In truth there’s always so much to say and so little that truly gets across. There’s so much hypocrisy in the words told by your closest friend and there’s the uprooting of trees that have been planted years ago when the youth is just youth. The flowers will not bloom under skies full of clouds and sleet for that is what your heart is full of. Where is the nutrition that once made me feel alive and that fed me until I was fulfilled?
You scamper around and frolic around while I’m away, but no more. This situation has sufficed in causing the blooms in my heart to forever close and wither. The butterflies once in my stomach have broken wings and no longer fly. I do not need the tremors that come with a friendship that is as empty as yours. In retrospect your introspection has always been some sort of demise of divine intervention and I can no longer uphold the laws of your land, which is beaten and battered down to deserts where no flowers seem to grow.

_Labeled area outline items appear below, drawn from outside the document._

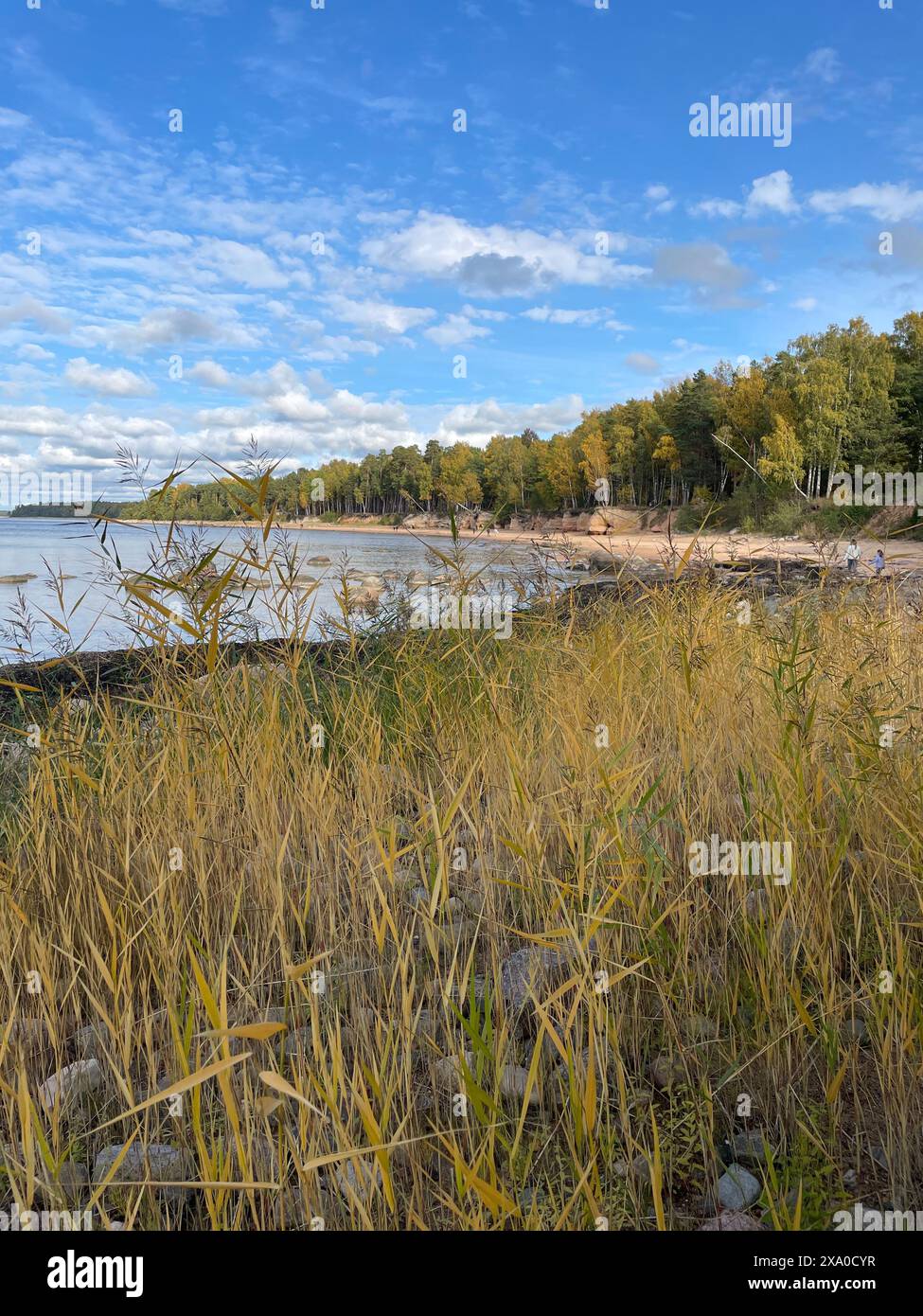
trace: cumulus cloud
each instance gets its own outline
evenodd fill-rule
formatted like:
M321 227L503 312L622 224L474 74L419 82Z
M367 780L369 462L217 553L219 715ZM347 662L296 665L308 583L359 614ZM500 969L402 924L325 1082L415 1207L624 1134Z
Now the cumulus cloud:
M545 237L500 224L477 228L428 211L387 237L367 238L362 254L396 274L450 279L485 296L527 296L561 283L607 287L646 272L587 255L562 234Z
M525 320L536 320L539 324L549 325L578 325L579 328L598 325L611 312L606 307L590 311L570 311L561 307L531 307L528 311L523 311Z
M791 191L791 174L786 170L779 168L774 174L754 178L744 201L712 196L689 207L690 215L703 216L707 220L733 220L741 215L758 215L761 211L776 211L778 215L798 213L799 205Z
M99 393L101 397L149 397L155 392L150 380L142 379L141 375L124 367L105 370L86 357L74 357L67 362L65 382L72 388Z
M345 324L357 325L366 333L406 334L408 329L427 324L436 315L429 307L396 307L390 301L357 301L340 292L324 299L333 316Z
M0 307L0 326L36 324L47 333L67 333L70 321L36 297L20 297L8 307Z
M747 211L778 211L779 215L795 215L798 203L791 195L791 174L783 168L764 178L753 179L751 195L747 199Z
M877 220L897 224L923 215L923 191L907 183L858 183L840 192L812 192L810 205L819 215L868 211Z
M24 342L17 347L16 355L20 361L54 361L54 353L40 347L37 342Z
M650 201L657 215L669 215L677 204L670 196L669 187L664 183L653 183L644 193L645 201Z
M449 315L442 324L424 329L423 337L437 347L454 347L458 343L474 342L477 338L490 338L490 329L475 325L467 316Z
M236 311L226 309L221 321L190 307L165 307L142 316L136 324L86 325L82 343L122 351L147 347L175 347L184 342L224 343L228 347L255 347L257 333L240 322Z
M697 300L714 307L743 307L740 290L752 280L716 242L664 246L654 258L654 282L689 284Z
M625 365L637 375L658 375L661 371L657 358L650 357L646 351L629 351L625 357Z
M517 434L527 428L542 433L571 429L579 421L585 407L579 393L527 407L500 403L495 397L462 403L442 416L433 437L440 443L463 441L483 447L494 434Z

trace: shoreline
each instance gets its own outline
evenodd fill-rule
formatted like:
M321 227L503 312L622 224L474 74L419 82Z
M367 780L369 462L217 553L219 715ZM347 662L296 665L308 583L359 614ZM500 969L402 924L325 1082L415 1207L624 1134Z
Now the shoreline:
M115 525L136 525L136 526L167 526L169 521L129 521L120 520L113 522ZM233 529L233 530L246 530L258 529L258 521L175 521L174 525L183 526L215 526L216 529ZM386 538L394 538L396 536L407 536L412 540L425 542L427 540L449 540L452 538L452 530L446 526L432 526L425 529L409 529L407 526L387 526L387 525L369 525L366 524L337 524L337 525L305 525L303 521L279 521L275 525L279 530L298 530L303 534L381 534ZM496 529L491 530L490 534L486 530L458 530L458 538L465 541L483 541L483 544L515 544L521 547L529 549L557 549L558 551L573 551L577 554L586 553L614 553L620 557L637 557L643 558L645 562L661 562L665 554L670 551L670 540L664 530L637 530L633 534L625 533L624 530L612 532L611 534L587 534L579 530L506 530ZM690 545L697 544L698 547L715 562L741 562L748 558L756 557L772 557L779 561L806 561L818 562L820 561L820 554L818 553L816 545L810 540L779 540L778 536L770 534L728 534L711 533L699 534L698 537L691 533L673 533L673 546L679 551L685 553ZM840 536L839 540L831 541L837 544L837 554L835 561L839 562L845 547L845 534ZM886 559L889 557L890 546L894 546L895 551L890 554L891 558L898 557L906 566L920 566L923 567L923 542L920 541L903 541L899 537L894 540L882 540L877 536L857 536L857 544L862 549L862 565L868 566L868 559L872 557L874 549L882 546L885 549Z

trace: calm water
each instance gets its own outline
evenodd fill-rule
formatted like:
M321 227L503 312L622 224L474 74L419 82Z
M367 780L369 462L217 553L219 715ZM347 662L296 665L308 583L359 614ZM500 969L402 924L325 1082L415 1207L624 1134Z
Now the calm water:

They say desert flowers are the most rare, but most beautiful of all. All that I feel is a heavy weight on my shoulders where flowers used to provide a fragrance. I’m done with your mocking tones of fake love and empty fountains. For you my heart has closed its doors, so find a window to jump through.
The hilarity of the situation is that I should know better. A turning wheel can only turn two ways, but it never breaks the cycle. My heartbeats will no longer be rockets that reach into the sky with a fury so uncontainable that I cause myself harm. Never again will you be the person for me. Selfishness and cowardice are not what I am in search of. I simply seek what every human should receive.